データインテリジェンス企業のデータブリックスは、AI事業の拡大に伴い、シリーズLの資金調達ラウンドで4兆円(約4.2億ドル)以上を調達したと発表しました。これにより、同社の評価額は約20兆円(約134億ドル)に達し、3か月前の約15兆円(約100億ドル)から34%増加したということです。
データブリックスは、AI革命に対応する製品の開発に注力しており、AIエージェント向けのデータベースやプラットフォーム、企業がデータとAIアプリケーションを構築・展開できるアプリを提供しています。特に、オープンソースデータベースのPostgresを基にしたAIエージェント向けデータベース「Lakebase」に多額の投資を行っており、これは企業の開発者向けのプロジェクトに活用される方針です。
また、AIエージェントプラットフォーム「Agent Bricks」は、企業がデータを活用したAIエージェントを構築・展開するための支援を目的としています。さらに、AIラボのAnthropicやOpenAIとの間で、数億円規模の契約を締結し、これらのモデルを企業向け製品に提供するということです。

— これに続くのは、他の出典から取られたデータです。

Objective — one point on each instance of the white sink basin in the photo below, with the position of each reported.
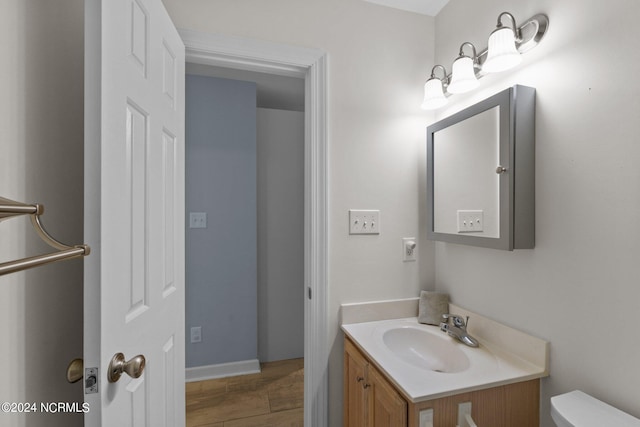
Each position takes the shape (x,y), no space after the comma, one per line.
(425,350)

データブリックスは、今回の資金を活用して、アジア、ヨーロッパ、ラテンアメリカで数千人の新規雇用を創出し、AI研究者を増やす計画です。また、企業がデータインテリジェントなアプリケーションを構築するための支援を強化し、Lakebaseをデータの記録システムとして活用し、Databricks Appsをユーザー体験レイヤーとして、Agent Bricksでマルチエージェントシステムを強化する方針です。

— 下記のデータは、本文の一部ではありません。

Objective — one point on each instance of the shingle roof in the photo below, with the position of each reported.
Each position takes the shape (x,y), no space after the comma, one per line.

今回の資金調達は、Insight Partners、Fidelity、J.P. Morgan Asset Managementが主導し、Andreessen Horowitz、BlackRock、Blackstone、Coatue、GIC、MGX、NEA、Ontario Teachers Pension Plan、Robinhood Ventures、T. Rowe Price Associates、Temasek、Thrive Capital、Winslow Capitalも参加したということです。